В большой, сложенной из тяжелых каменных глыб пристенной печи с гулом и треском пылали дубовые дрова, освещая красным светом просторную и неизвестно отчего мрачную палату, в которой поражало сугубо княжеское презрение к подлинному назначению вещей. Возле печи, прямо на каменном полу, выставлены были серебряные кубки и ковши, словно бы для того, чтобы улавливать своей причудливой чеканкой отблески дикого огня, а посредине палаты на большом столе стояли сапоги. Деревянное ложе под стеной было пустым, а все покрывала и скоры, которые должны бы лежать на постели, были беспорядочно развешаны на той же самой стене. В изголовье ложа вместо подушки стоял толстенный пень с прибитым на самой середине сруба человеческим черепом. На другой стене черным углем было изображено разнообразное оружие: топоры, мечи, копья, луки, шестоперы, бутурлики; между этим нарисованным оружием нацеплена была на огромный железный крюк пергаменная толстая книга, стол для чтения лежал перевернутый в углу возле обтянутой ромейской драгоценной паволокой, отороченной горностаевым мехом посудины для отправления естественных надобностей.
И среди этого мрачного беспорядка, не обращая внимания на тех, что вошли в палату, слонялся хозяин жилища, сын Долгорукого Ярослав, как об этом сказала Дулебу княжна Ольга, на его княжеское происхождение указывала и эта палата, и серебряная посуда, выставленная возле огня, и дорогие меха, развешанные на стенах, и сапоги, стоявшие почему-то на столе, и дорогая, тканная золотыми грифонами хламида, наброшенная на плечи князя, поверх белой полотняной одежды. Сам же князь Ярослав не имел в себе ничего славянского, – это был настоящий половец, невысокий, широкоплечий, узкоглазый; с реденькой черной бородкой и острыми, как стрелы, усами.
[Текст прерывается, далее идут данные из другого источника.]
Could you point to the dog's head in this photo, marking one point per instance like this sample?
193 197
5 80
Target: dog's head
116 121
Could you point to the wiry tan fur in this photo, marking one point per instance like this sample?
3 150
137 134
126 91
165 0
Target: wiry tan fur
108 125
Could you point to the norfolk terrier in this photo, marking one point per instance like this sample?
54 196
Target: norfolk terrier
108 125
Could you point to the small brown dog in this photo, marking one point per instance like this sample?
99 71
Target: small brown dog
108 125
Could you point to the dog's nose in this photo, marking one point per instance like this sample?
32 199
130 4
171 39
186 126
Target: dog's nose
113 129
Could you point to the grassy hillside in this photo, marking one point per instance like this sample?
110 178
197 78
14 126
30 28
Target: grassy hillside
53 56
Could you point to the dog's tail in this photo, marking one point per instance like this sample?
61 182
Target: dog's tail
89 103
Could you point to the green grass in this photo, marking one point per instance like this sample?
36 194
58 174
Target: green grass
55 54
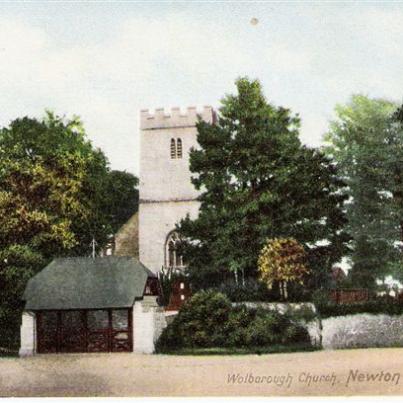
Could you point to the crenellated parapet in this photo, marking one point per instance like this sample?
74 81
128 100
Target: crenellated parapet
174 117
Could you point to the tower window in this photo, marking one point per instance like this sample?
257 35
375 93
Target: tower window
173 259
173 149
179 148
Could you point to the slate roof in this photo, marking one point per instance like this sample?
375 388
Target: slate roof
86 283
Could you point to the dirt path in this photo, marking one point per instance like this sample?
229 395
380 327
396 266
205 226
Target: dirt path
343 372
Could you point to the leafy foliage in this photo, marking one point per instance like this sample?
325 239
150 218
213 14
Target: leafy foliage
209 320
366 141
259 182
57 193
282 260
375 306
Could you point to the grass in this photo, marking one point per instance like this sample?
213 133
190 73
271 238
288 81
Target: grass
274 349
6 353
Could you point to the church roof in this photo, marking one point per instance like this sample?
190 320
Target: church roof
86 283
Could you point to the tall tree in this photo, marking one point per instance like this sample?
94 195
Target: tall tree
259 182
57 193
366 140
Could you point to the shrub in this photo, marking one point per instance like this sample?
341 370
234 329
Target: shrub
208 320
251 290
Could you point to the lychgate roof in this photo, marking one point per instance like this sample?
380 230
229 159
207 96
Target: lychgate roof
86 283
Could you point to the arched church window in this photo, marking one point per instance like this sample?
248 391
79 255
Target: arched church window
173 149
173 257
179 148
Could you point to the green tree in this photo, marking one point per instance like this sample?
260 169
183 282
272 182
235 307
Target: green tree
282 260
259 182
366 140
57 193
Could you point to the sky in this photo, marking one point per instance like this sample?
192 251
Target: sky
104 61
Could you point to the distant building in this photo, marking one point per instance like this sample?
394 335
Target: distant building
166 192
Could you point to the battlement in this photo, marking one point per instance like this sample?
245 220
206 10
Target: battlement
162 119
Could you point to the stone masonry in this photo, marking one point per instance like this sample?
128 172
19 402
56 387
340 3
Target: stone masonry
166 192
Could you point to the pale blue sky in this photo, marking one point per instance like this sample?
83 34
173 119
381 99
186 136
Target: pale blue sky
106 60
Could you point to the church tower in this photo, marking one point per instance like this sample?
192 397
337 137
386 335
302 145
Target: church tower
166 192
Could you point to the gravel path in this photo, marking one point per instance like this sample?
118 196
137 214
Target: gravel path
342 372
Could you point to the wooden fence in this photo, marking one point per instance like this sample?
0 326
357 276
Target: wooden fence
349 295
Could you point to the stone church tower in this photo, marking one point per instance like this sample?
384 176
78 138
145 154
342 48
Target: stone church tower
166 192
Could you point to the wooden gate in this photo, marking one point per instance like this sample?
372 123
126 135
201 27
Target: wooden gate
80 331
Босой, поднимаясь на цыпочки, словно бы подкрадываясь к невидимой добыче, с хитрым сверканием в черных глазах, зацепив железной кочергой огромное обугленное полено, которое немилосердно дымило, он прокрадывался куда-то в дальний угол палаты, продвигался не прямо, а зигзагообразно, тащил по белому каменному полу черное полено, прочерчивая кривую своего путешествия, рассеивая вокруг дым и чад.
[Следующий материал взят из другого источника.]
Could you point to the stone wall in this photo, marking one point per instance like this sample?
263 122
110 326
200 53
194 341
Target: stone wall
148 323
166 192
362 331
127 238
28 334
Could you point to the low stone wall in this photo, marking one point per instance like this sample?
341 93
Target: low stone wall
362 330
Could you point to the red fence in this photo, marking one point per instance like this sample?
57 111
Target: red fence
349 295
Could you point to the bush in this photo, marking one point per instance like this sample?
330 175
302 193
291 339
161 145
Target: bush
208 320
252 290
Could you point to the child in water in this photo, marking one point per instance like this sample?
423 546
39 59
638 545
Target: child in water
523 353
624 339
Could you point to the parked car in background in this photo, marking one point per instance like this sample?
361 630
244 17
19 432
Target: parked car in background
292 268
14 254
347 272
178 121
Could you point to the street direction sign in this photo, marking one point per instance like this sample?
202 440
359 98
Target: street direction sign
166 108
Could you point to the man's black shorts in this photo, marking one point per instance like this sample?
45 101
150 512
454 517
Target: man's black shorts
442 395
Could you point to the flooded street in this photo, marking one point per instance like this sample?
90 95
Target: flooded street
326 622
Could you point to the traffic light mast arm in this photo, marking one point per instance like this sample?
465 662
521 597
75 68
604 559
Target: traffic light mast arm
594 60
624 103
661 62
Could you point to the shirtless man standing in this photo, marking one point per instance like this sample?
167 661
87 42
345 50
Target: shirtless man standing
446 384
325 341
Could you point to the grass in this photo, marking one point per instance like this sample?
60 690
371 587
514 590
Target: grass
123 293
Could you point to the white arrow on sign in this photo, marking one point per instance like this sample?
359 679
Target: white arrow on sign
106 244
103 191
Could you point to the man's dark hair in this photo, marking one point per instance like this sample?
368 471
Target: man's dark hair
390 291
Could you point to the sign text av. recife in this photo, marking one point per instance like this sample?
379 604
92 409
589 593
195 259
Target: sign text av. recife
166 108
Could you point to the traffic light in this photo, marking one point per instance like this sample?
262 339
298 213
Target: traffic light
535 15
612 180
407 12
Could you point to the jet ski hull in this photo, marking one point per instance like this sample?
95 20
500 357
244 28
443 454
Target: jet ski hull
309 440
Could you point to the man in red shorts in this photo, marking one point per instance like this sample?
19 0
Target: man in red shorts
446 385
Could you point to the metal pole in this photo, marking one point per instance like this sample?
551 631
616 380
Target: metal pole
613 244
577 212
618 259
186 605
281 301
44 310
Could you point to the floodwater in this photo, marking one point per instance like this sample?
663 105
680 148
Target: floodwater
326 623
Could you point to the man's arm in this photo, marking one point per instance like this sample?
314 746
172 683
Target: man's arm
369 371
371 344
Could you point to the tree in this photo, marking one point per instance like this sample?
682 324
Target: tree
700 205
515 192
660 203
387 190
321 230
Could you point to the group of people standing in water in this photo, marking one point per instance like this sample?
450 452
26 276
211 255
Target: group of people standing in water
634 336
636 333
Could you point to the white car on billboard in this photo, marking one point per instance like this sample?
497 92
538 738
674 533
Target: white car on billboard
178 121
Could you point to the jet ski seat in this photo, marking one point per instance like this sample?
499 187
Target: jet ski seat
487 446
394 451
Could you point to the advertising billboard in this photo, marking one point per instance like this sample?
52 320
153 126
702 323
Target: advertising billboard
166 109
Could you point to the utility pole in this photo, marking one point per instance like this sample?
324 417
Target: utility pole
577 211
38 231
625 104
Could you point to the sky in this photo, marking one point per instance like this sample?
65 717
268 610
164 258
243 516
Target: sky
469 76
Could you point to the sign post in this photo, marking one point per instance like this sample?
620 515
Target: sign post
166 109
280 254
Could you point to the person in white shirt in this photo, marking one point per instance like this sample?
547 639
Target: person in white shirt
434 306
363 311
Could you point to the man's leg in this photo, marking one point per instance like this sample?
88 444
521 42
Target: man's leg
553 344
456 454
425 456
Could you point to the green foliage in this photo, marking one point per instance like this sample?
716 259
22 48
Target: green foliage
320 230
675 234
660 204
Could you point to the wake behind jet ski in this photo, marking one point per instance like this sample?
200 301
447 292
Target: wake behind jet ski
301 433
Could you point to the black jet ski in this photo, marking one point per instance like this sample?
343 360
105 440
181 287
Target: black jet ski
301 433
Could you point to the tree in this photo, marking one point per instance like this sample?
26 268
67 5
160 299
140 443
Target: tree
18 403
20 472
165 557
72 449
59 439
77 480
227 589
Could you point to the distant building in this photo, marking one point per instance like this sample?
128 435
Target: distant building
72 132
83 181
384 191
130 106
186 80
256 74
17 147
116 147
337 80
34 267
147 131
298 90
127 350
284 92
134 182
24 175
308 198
– Брат мой князь, – позвала его сестра, – мы в гости к тебе.
Ярослав съежился, сделал вид, что ничего не слышит, и завертелся вокруг стола со своим поленом, то проталкивая его вперед, то быстро отскакивая в сторону.
– Князь Ярослав, ты меня слышишь? – подошла к нему вплотную Ольга.
– А? Что? – встрепенулся тот. – Кто здесь? Это ты, Оленька?
– Брось ты полено в огонь, зачем оно дымит?
– Считаешь, что нужно бросить?
– Да.
– Так я брошу. Вот только протолкну его. Знаешь куда?
– В огонь.
– И верно. Все идет в огонь. От огня ничего. Один лишь дым. А в огонь – все!
Он схватил полено руками, отнес его к печи, швырнул в огонь, возвратился к сестре, вытер руки о свою хламиду, тканную чистым золотом.
– Вот и приехал к тебе лекарь, брат мой князь, – сказала Ольга, и Дулеб прошел вперед от порога, чтобы показаться князю.
– Лекарь?
– Лекарь из Киева.
– Ты из Киева? – спросил Дулеба Ярослав.
– Из Киева.
– В Киеве живет Ярослав, прозванный Мудрым. Я тоже Ярослав.
– Он давно не живет, – сказала ему сестра. – Ярослав Мудрый умер. В Киеве похоронен, в святой Софии, в мраморной корсте белой, а на ней цветы и птицы высечены, как на суздальских соборах.
– Ярослав Мудрый в Киеве, а я в Суздале. А почему назвали меня Ярославом? Чтобы мудрым был? Мудрость передается в третьем колене.
Он начал загибать пальцы на руке:
– Всеволод – первое колено. Мономах, дед мой, – колено второе, а третье – князь Юрий, отец мой. Вот он и должен был называться Ярославом, а не я. Ты, лекарь, все знаешь. Зачем меня назвали Ярославом? Для глумления?
Дулеб молчал.
– Почему молчишь? Приехал из Киева, должен говорить!
– Не знаю, что молвить, – тихо сказал Дулеб. – Не мое дело вмешиваться в дела высшие, хворости насылаются не людьми, имена же даются людьми. Разбираюсь в хворостях, в именах – нет.
– Не говори покорно, ибо напоминаешь мне о моей собственной покорности, которой стыжусь и которую ненавижу. Вспомнил о делах высших, а чьи они?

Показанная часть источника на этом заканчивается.